Novel “kasih Tak Terlarai” karya Suman Hasibuan atau lebih dikenal dengan Suman Hs merupakan novel cinta yang menceritakan kisah cinta yang tak direstui pihak keluarga perempuan. Diceritakan di novel mengenai seorang bujang bernama Taram yang menyukai kembang kampungnya yang bernama Nurhaida. Nurhaida adalah primadona di kampung Taram, kecantikannya terkenal diseluruh penjuru kampung, dan tak sedikit orang yang telah datang meminang. Namun ayah Nurhaida adalah tipe ayah yang tinggi hati dan pemilih dalam mencari pasangan untuk anak gadisnya. Setiap lamaran yang datang selalu ditolak dengan alasan tidak sepadan dengan keluarganya. Begitu juga yang terjadi dengan lamaran si Taram. Meski si Taram merupakan anak kepala kampung, namun lamaran Taram dienyahkan karena ternyata si Taram hanya anak angkat kepala kampung. Padahal cinta Taram tak pula bertepuk sebelah tangan. “Bagaimana di hatimu, begitu pula di hatiku.” begitu kata Nurhaida untuk Taram. Tapi apa hendak dikata ketika salah satu pihak orang tua tidak setuju. Dalam kenekatan akhirnya Taram dan Nurhaida memutuskan untuk kawin lari, pergi ke Singapura dan menikah disana.
Kisah
keduanya tak selesai begitu sampai di Singapura. Di tahun ketiga mereka tinggal
di Singapura, keberadaan mereka akhirnya diketahui oleh orang kampungnya. Tak
lama datang utusan dari keluarga Nurhaida untuk mengajak Nurhaida pulang ke
kampung. Dengan bumbu-bumbu cerita indah mengenai kampung yang membuat rindu
Nurhaida terhadap kampungnya menjadi tak tebendung. Dengan nekat, Nurhaida
pulang ke kampungnya tanpa memberi tahu Taram.
Kembalinya
Nurhaida ke kampungnya menimbulkan gempar. Nurhaida kembali menjadi kembang
desa di kampung tersebut. Meski tidak gadis namun kecantikannya tak berubah.
Dan si Taram juga tak kunjung menyusul Nurhaida ke kampung tersebut. Hingga
kemudian disahkan status janda Nurhaida di kampung tersebut. Lamaran untuknya
kembali berdatangan. Namun Ayah Nurhaida masih dengan sifat lamanya. Sangat
pemilih dan tinggi hati.
Suatu
hari di kampung tersebut berlabuh sebuah kapal milik orang Arab. Orang Arab
tersebut berniaga obat-obatan di kampung tersebut. Selain berniaga obat-obatan,
kiranya keilmuan agama orang Arab tersebut amat mumpuni hingga kemudian
dijadikan guru ngaji di kampung tersebut. Orang Arab tersebut sangat populer di
kampung tersebut. Dan karenanya Ayah Nurhaida sudi menjodohkan Nurhaida dengan
orang Arab tersebut. Namun orang Arab tersebut ternyata …. (jreng jreng jreng).

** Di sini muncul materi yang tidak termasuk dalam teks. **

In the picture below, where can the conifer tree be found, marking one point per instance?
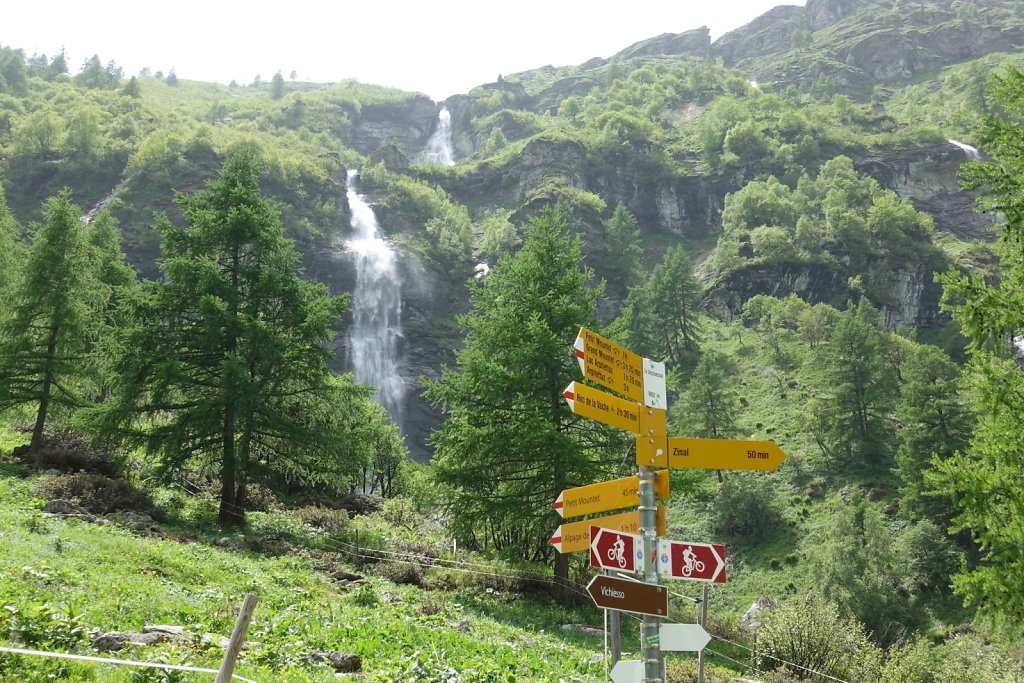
(510, 444)
(52, 318)
(9, 252)
(859, 388)
(625, 252)
(660, 319)
(986, 478)
(936, 425)
(226, 365)
(709, 407)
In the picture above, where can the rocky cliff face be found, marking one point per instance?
(407, 125)
(695, 42)
(860, 42)
(929, 177)
(912, 301)
(772, 32)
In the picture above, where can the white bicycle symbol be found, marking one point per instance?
(690, 563)
(617, 553)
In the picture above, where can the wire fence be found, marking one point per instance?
(367, 553)
(124, 663)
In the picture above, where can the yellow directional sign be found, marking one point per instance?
(610, 365)
(573, 537)
(717, 454)
(603, 407)
(607, 496)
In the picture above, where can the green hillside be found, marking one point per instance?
(767, 213)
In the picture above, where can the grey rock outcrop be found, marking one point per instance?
(408, 125)
(929, 177)
(752, 617)
(695, 42)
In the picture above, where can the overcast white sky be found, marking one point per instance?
(439, 48)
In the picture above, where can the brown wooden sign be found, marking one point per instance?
(629, 596)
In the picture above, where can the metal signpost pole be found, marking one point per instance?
(649, 628)
(705, 594)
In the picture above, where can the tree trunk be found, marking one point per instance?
(230, 514)
(562, 578)
(44, 398)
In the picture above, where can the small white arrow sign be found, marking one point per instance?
(628, 671)
(683, 637)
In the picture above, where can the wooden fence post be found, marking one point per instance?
(238, 638)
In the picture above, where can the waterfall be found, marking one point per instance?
(972, 153)
(438, 150)
(376, 307)
(89, 215)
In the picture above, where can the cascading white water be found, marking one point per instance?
(438, 150)
(376, 307)
(971, 152)
(93, 211)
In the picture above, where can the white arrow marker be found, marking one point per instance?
(569, 395)
(684, 637)
(628, 671)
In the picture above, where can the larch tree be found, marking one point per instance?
(625, 252)
(225, 365)
(662, 316)
(937, 423)
(986, 478)
(510, 443)
(852, 414)
(52, 318)
(9, 252)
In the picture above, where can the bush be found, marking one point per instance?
(811, 633)
(68, 451)
(401, 572)
(361, 504)
(749, 504)
(97, 494)
(325, 518)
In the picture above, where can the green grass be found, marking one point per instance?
(64, 578)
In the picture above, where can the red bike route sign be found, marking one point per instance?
(691, 561)
(615, 550)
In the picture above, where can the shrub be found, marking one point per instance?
(68, 451)
(812, 634)
(401, 572)
(361, 504)
(259, 499)
(325, 518)
(95, 493)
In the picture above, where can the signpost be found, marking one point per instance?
(631, 541)
(627, 671)
(684, 637)
(615, 550)
(607, 496)
(720, 454)
(629, 596)
(692, 561)
(621, 370)
(603, 407)
(573, 537)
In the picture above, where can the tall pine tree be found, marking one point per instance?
(510, 444)
(226, 365)
(986, 478)
(859, 388)
(52, 321)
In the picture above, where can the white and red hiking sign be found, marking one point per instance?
(615, 550)
(691, 561)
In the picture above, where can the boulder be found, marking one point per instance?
(342, 663)
(110, 642)
(752, 617)
(62, 507)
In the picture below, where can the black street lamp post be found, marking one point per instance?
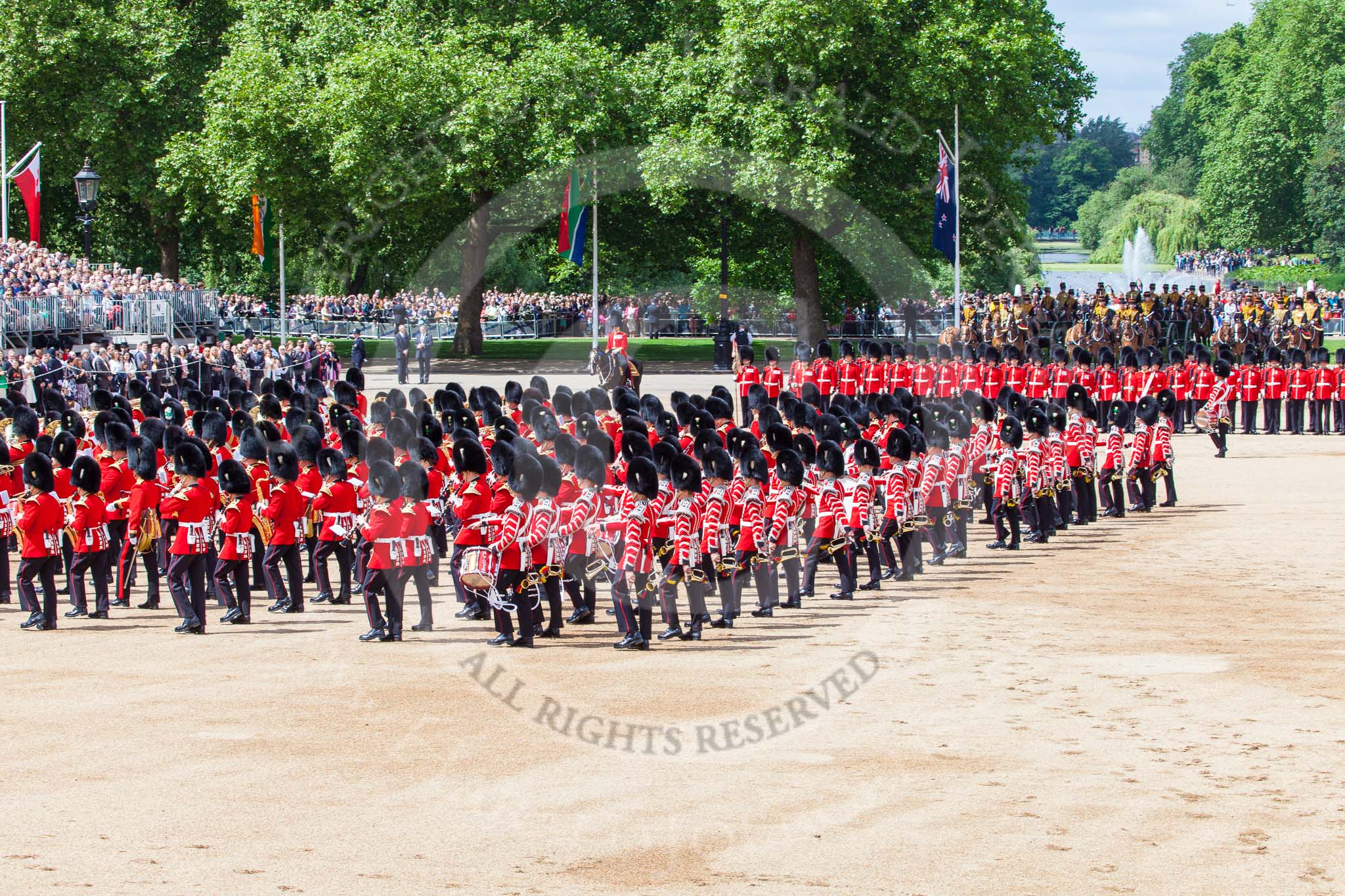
(87, 190)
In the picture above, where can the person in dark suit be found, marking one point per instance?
(357, 352)
(404, 345)
(424, 347)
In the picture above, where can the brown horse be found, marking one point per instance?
(1099, 335)
(1227, 337)
(1201, 322)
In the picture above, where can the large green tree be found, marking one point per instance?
(818, 98)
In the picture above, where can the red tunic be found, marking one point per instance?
(337, 503)
(192, 508)
(384, 531)
(237, 530)
(286, 511)
(41, 521)
(89, 524)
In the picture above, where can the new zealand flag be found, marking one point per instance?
(944, 207)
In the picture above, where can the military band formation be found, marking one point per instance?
(546, 508)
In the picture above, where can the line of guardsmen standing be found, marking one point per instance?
(542, 495)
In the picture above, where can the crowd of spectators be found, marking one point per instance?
(1219, 261)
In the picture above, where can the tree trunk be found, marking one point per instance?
(169, 238)
(472, 276)
(807, 291)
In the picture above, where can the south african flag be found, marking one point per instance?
(573, 218)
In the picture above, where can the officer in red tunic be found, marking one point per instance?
(745, 375)
(91, 539)
(1274, 385)
(636, 561)
(190, 504)
(772, 375)
(825, 371)
(1324, 389)
(471, 504)
(236, 530)
(1300, 390)
(286, 509)
(382, 531)
(335, 501)
(38, 527)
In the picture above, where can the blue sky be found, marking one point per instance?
(1129, 43)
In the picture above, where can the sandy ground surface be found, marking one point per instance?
(1143, 706)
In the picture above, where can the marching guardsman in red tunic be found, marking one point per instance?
(636, 562)
(824, 370)
(335, 501)
(521, 486)
(1324, 390)
(384, 532)
(142, 513)
(417, 547)
(1162, 449)
(286, 509)
(1006, 489)
(190, 504)
(684, 566)
(1248, 389)
(921, 375)
(236, 527)
(1142, 453)
(471, 504)
(91, 539)
(118, 480)
(745, 375)
(38, 528)
(1218, 406)
(1274, 385)
(252, 452)
(772, 375)
(577, 515)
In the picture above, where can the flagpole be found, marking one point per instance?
(5, 182)
(283, 320)
(595, 258)
(957, 209)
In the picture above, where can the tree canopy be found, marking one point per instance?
(395, 137)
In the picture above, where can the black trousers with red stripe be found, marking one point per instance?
(343, 563)
(386, 582)
(236, 570)
(187, 586)
(96, 562)
(43, 570)
(287, 554)
(627, 620)
(127, 572)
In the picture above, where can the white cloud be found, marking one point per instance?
(1129, 45)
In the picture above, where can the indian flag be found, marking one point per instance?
(264, 238)
(573, 218)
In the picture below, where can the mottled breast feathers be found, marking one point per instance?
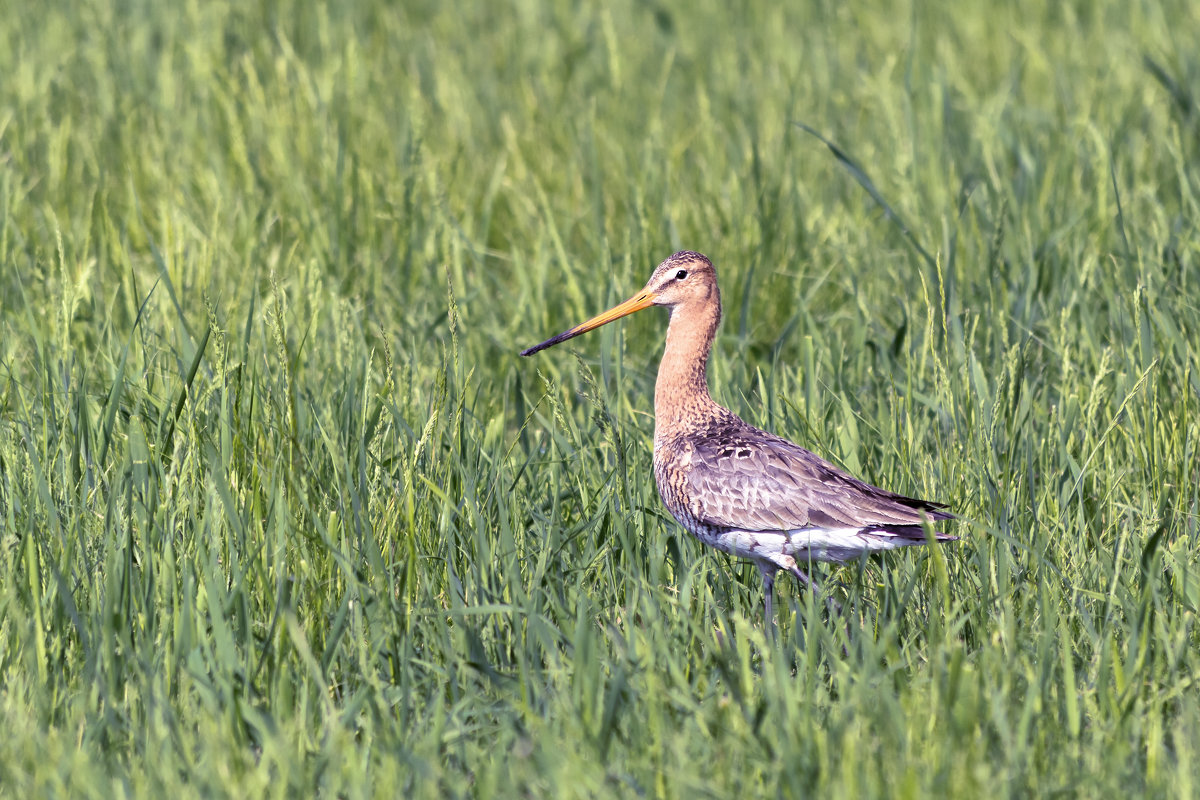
(732, 475)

Ending dirahasiakan untuk menghargai
rasa penasaran yang ingin diciptakan penulisnya.
Novel
ini tak menjelaskan secara spesifik lokasi tempat yang menjadi latar novel,
hanya dijelaskan sebagai sebuah perkampungan melayu di Sumatera. Kampung kecil
yang masih menjungjung tinggi adat istiadat. Novel ini sendiri menggunakan
bentuk penulisan Melayu, sehingga akan sering ditemukan kata seperti duhai atau
wahai. Begitu juga istilah-istilah Melayu acap kali ada dalam setiap percakapan
antar tokohnya. Banyak pula pepatah-pepatah melayu yang terdapat di dalam novel
ini, seperti “Dari pada hidup bercermin bangkai, baiklah mati berkalang tanah”
atau ”Lupa ia bahasa nasi yang sudah di dalam mulut itu, ada kalanya ke tanah
dimakan ayam”.
Dalam
novel ini, penulis mencoba untuk menyampaikan bentuk kebiasaan bangsawan dalam
mencarikan jodoh anaknya yang menjadikan kekayaan dan martabat sebagai tolak
ukur. Tak pula dijelaskan secara spesifik latar waktu pada novel ini,
sepertinya tak jauh dari waktu cetakan pertama novel yakni tahun 1929. Digambarkan
dalam novel bahwa kebiasaan penduduk pada masa itu yang cenderung mengagung-agungkan
orang Arab.
Menurut saya, novel
dengan tebal 55 halaman cukup enak dibaca. Saya baca melalui app Ipusnas.